都野津に残る依羅娘子の塚と姫まつ
どんな伝承か
この文献は、柿本人麿の三度目の本妻が医師井上道益の娘の依羅娘子であると記す。娘子は南都の依羅連の養子となって人麿の妻となったが、実の父母の家は浜田領都野津の西岸寺、今の浄土寺の前にあり、家名も苗字も今なお井上という。
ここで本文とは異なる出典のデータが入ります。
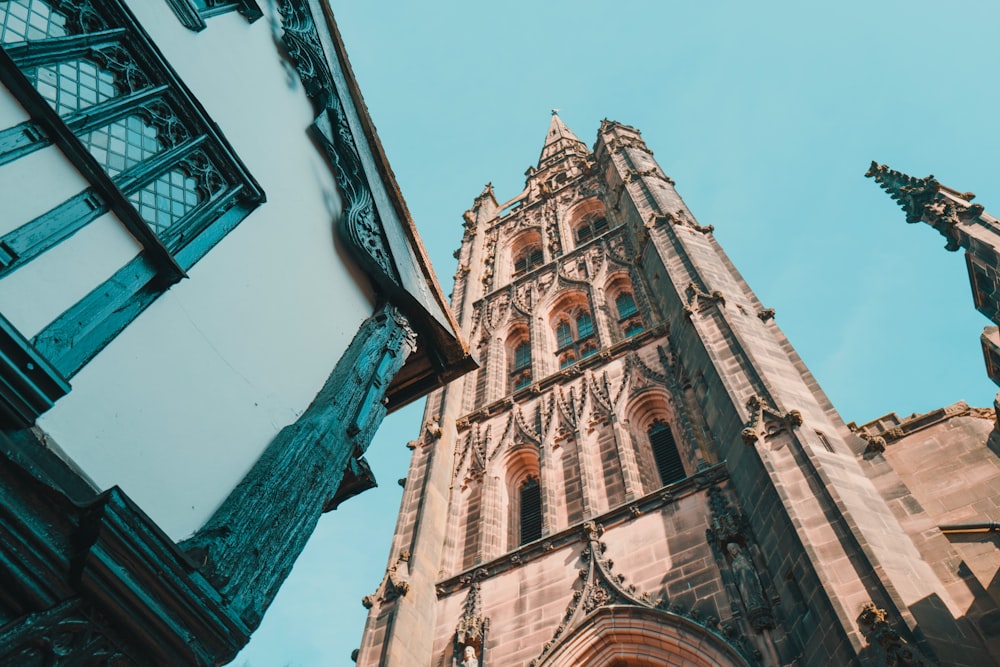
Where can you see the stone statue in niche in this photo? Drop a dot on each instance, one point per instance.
(469, 658)
(748, 583)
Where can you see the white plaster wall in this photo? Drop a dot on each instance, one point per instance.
(35, 183)
(181, 404)
(38, 292)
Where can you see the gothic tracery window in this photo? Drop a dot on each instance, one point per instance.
(575, 336)
(528, 259)
(590, 229)
(521, 371)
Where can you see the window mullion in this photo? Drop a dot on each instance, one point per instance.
(80, 157)
(103, 113)
(55, 49)
(20, 140)
(31, 239)
(155, 166)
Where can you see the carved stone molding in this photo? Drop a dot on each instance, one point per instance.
(473, 627)
(652, 502)
(600, 586)
(766, 421)
(922, 200)
(733, 546)
(887, 645)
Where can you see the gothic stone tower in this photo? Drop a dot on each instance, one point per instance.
(643, 471)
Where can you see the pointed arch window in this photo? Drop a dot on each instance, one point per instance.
(531, 511)
(668, 459)
(625, 303)
(528, 259)
(575, 336)
(564, 335)
(584, 325)
(522, 366)
(591, 229)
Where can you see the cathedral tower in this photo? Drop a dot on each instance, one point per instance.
(643, 471)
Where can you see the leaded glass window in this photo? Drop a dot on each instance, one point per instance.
(93, 84)
(27, 20)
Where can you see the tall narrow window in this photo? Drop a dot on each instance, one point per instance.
(625, 304)
(522, 356)
(575, 336)
(531, 511)
(521, 374)
(528, 259)
(668, 459)
(591, 229)
(564, 336)
(584, 325)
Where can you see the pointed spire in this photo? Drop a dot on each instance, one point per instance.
(560, 142)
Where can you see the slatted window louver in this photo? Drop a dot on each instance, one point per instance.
(668, 459)
(531, 511)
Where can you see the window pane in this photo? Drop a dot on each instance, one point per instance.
(668, 460)
(531, 511)
(73, 85)
(26, 20)
(564, 336)
(584, 325)
(522, 356)
(625, 304)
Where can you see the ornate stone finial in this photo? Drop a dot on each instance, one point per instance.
(876, 444)
(922, 199)
(884, 640)
(470, 634)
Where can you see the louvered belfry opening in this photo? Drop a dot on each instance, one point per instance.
(531, 511)
(668, 459)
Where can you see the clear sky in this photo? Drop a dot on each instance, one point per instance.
(767, 116)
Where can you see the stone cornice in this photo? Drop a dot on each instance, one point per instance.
(701, 480)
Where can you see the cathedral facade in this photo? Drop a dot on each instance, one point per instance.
(644, 472)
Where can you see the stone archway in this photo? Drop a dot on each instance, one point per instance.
(627, 636)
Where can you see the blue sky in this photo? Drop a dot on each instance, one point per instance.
(767, 115)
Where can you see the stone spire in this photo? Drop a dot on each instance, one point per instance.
(560, 142)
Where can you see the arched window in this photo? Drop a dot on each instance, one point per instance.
(519, 359)
(625, 303)
(575, 336)
(522, 356)
(668, 459)
(564, 336)
(628, 314)
(531, 511)
(591, 229)
(528, 259)
(521, 375)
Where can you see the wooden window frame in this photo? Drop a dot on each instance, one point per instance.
(192, 13)
(67, 343)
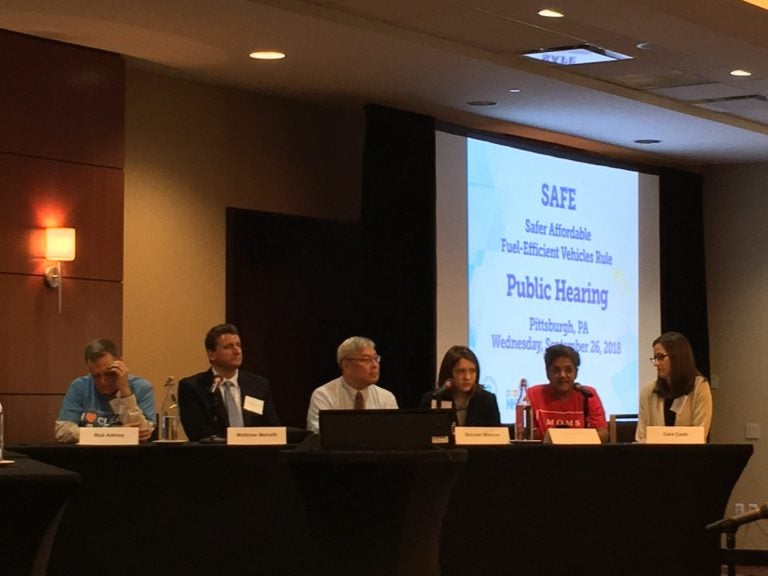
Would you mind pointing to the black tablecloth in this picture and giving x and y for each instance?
(632, 510)
(31, 496)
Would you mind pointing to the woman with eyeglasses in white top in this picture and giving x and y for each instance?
(680, 395)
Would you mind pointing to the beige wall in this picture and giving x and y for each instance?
(736, 237)
(191, 151)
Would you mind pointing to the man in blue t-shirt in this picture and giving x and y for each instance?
(107, 396)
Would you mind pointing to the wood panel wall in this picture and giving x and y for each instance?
(61, 164)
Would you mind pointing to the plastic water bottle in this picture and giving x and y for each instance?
(523, 414)
(168, 425)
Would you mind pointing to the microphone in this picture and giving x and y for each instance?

依羅娘子の塚の上には二かかえあまりの古い大松が立ち、四方に枝を垂れていかにも年を経た松と見え、まことに殊勝である。今も姫まつ、あるいは姫御所と呼ばれているという。また高角の近辺、大塚という所には人麿の実の御墓とされる小山のような塚があり、その上には神納の松と呼ばれる、これも二かかえほどの松が立っていると記されている。
※伝承地の場所は必ずしも正確ではありません
出典の文献について
日本伝説大系 第11巻(日本伝説大系編集委員会・日本伝説大系(みずうみ書房)・現代(編纂)/伝承(口承))
『日本伝説大系 第11巻』所収の「文化叙事伝説」および「自然説明伝説」全56話(鳥取・島根=山陰)を、各話の伝承地(市町村〜字レベル)とともに収める。